Yesterday, a malicious user began mining on the MWC network. They used a sophisticated attack which combined turning on and off NiceHash contracts, rejecting incoming blocks, and not including any transactions in their blocks. This caused many problems on the network. The attack occurred mostly between around 1 pm EST - 9 pm EST. During that time all miners, including both pools experienced a very high rate of orphans and many transactions that appeared to confirm did not confirm. The transactions were confirmed by miners on the network, but then later the blocks that they were confirmed in were orphaned by this miner. Since the miner did not include any transactions in their blocks, there may be many coins that appeared to be sent that are actually not there. The only way to confirm this is to re-sync your wallet with your node. You can do this in the Qt wallet by choosing "Re-sync with full node" in the menu. Or if you are using mwc713, running the "check" command. On the mwc-wallet, you can run mwc-wallet check. This actually brings up one of the differences between Mimblewimble and other blockchains.
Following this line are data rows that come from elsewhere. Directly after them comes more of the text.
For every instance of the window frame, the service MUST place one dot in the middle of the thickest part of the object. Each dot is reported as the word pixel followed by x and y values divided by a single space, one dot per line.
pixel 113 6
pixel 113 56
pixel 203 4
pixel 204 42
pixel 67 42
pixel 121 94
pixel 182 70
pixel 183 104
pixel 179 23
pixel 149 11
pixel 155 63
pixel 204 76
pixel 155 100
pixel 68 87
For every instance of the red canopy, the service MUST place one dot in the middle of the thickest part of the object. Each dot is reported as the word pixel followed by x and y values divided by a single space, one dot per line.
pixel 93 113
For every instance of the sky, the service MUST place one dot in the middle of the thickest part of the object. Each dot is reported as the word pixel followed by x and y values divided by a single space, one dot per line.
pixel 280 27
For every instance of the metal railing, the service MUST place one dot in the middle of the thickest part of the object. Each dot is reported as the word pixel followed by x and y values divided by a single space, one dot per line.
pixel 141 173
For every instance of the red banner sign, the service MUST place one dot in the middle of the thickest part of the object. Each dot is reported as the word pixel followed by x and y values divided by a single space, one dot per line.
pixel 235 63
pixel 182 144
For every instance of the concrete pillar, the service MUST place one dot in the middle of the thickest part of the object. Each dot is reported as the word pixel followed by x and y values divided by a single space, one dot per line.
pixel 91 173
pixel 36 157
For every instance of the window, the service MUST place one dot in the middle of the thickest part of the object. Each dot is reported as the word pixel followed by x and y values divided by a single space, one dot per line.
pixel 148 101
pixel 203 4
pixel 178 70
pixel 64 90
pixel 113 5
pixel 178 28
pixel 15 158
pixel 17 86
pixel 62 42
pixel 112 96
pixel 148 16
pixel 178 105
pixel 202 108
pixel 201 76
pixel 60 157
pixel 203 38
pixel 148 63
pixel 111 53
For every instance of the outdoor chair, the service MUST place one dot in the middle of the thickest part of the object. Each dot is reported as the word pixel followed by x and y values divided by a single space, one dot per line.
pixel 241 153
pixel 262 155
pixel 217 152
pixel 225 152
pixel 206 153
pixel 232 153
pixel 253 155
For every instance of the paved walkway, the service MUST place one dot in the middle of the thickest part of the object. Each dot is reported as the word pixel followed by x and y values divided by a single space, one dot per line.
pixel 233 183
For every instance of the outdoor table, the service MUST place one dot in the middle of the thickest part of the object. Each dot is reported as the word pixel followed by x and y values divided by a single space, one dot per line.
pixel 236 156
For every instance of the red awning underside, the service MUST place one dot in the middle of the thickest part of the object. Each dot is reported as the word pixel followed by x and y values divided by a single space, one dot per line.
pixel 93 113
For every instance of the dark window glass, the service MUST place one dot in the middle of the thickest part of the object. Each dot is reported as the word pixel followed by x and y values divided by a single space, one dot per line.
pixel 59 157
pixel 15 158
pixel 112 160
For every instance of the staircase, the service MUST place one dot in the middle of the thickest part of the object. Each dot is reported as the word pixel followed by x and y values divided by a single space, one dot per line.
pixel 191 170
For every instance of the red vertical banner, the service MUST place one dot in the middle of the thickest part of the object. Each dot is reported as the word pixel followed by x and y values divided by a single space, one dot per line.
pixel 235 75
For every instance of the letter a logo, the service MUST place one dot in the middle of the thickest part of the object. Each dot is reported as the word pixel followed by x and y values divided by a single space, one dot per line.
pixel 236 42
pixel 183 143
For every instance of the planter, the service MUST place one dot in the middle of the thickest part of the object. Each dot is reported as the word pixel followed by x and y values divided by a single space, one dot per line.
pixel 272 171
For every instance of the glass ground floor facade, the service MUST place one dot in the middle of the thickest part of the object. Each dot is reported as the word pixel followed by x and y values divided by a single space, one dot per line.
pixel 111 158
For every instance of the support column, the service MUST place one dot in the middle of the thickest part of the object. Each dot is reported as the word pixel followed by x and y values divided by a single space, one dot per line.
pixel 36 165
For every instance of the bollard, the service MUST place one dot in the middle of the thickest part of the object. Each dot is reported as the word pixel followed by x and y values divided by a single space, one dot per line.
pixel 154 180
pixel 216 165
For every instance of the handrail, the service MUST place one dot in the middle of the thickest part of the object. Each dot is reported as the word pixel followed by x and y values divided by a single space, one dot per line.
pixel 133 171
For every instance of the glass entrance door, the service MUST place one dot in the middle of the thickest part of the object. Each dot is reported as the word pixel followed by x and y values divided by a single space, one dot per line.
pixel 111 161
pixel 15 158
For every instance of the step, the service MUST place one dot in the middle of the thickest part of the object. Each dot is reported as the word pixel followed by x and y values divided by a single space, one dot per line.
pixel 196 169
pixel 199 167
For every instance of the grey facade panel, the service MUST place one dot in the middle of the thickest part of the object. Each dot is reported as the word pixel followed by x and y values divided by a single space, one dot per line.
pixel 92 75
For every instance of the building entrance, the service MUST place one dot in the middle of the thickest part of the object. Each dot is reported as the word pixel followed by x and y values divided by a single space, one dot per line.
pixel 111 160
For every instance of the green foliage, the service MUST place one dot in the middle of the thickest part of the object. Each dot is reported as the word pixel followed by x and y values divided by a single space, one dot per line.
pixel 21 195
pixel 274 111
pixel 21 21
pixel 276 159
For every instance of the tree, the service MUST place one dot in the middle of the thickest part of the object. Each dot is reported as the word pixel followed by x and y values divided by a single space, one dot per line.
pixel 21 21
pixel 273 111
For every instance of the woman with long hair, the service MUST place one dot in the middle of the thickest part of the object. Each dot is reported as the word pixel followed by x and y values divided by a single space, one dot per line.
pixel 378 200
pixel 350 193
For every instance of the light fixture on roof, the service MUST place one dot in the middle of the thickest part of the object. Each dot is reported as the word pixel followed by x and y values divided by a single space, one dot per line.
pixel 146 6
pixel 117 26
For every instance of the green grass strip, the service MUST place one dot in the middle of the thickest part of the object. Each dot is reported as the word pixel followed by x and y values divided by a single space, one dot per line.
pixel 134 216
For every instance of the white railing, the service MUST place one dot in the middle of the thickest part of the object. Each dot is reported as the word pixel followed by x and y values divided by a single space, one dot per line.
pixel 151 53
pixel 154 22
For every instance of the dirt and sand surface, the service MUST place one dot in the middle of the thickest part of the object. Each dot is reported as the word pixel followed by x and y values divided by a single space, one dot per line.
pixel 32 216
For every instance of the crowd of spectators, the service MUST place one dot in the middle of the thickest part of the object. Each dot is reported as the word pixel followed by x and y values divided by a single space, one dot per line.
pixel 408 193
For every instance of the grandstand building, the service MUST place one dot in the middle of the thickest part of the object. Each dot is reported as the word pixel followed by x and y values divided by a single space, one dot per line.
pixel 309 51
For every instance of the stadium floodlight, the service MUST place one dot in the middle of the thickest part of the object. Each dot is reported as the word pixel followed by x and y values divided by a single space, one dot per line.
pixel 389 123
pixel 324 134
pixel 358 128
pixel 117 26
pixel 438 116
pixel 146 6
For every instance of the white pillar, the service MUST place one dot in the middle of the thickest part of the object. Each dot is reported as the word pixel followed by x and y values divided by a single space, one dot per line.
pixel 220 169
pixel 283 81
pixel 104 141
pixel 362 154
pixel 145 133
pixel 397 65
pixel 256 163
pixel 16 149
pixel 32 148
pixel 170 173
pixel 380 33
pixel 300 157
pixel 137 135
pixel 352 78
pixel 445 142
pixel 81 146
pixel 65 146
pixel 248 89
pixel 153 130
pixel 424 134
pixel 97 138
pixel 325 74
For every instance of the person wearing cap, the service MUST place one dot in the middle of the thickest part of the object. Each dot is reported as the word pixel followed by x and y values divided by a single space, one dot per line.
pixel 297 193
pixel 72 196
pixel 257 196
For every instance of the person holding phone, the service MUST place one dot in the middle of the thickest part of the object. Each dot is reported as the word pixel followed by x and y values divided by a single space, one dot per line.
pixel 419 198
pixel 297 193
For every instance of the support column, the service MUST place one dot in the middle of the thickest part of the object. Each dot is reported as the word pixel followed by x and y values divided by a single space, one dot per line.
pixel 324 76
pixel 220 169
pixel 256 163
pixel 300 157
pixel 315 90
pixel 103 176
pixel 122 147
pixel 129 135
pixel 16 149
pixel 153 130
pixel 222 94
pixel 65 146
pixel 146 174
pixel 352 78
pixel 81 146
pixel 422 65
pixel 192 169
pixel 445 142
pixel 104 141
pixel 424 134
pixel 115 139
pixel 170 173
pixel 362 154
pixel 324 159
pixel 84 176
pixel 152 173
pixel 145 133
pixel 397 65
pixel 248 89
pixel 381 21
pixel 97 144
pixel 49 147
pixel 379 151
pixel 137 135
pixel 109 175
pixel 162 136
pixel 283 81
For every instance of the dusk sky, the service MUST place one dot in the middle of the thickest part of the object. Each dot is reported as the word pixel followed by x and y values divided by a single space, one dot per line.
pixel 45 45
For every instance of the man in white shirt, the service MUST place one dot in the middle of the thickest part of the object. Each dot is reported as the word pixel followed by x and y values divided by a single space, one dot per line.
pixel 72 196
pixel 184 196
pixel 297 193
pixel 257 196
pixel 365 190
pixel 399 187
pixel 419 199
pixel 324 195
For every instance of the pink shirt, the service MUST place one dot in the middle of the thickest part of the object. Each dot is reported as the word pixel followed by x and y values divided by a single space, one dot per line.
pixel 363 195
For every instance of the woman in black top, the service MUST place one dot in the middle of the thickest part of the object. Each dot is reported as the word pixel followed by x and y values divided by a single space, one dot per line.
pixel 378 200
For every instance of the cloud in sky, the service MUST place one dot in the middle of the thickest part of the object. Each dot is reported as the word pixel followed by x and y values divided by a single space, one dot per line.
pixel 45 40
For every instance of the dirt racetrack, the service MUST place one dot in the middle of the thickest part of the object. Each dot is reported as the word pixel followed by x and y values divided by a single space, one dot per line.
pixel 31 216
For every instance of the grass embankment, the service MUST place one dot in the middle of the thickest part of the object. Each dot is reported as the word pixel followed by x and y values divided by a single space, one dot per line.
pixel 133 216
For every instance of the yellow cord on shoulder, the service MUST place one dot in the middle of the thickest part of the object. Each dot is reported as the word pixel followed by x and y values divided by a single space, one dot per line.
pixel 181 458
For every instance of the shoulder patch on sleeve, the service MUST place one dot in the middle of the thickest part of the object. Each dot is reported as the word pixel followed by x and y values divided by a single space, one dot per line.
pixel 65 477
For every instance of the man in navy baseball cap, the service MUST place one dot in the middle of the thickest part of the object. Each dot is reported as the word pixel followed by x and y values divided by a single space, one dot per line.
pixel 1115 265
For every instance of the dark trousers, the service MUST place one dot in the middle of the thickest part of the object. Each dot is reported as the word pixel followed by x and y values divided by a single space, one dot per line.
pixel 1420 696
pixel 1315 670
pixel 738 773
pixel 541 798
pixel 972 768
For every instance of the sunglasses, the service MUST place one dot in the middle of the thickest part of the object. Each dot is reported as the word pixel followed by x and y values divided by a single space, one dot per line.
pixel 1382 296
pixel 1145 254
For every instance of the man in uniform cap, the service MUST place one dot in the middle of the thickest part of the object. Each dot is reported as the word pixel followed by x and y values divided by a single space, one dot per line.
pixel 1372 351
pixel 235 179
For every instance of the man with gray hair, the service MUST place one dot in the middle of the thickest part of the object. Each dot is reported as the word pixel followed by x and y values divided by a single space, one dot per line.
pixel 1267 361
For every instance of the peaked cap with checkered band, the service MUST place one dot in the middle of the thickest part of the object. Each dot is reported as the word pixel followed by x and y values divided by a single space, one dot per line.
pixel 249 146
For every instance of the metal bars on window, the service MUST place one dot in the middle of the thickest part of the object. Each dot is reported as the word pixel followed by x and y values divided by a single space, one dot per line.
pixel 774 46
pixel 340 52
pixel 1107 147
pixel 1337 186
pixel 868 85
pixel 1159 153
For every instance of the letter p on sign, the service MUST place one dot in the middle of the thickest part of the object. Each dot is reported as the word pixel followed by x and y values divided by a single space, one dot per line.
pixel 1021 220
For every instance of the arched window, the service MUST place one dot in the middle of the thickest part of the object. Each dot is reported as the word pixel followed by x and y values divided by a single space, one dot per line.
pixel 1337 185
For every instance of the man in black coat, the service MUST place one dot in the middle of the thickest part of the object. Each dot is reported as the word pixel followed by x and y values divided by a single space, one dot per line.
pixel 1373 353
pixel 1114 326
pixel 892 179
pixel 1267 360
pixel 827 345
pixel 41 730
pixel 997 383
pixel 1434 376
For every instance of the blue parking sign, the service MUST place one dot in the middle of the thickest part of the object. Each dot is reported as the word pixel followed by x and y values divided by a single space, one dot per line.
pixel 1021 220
Since a block could be orphaned, even when the network is not under attack, it is always a good idea to resync with your full node periodically to ensure you are in the state you expected. Alternatively you could do a recovery from your seed phrase in a new wallet.

While the miner has stopped for now, this miner could return at any time. The main long term solution is to increase the hash rate of the network to the point where this miner is not able to use NiceHash effectively to do this attack thus protecting the network. It seems unlikely that this miner was motivated by profit, instead it must be someone who sees MWC as a threat. We will do all we can to assist the network in defending itself.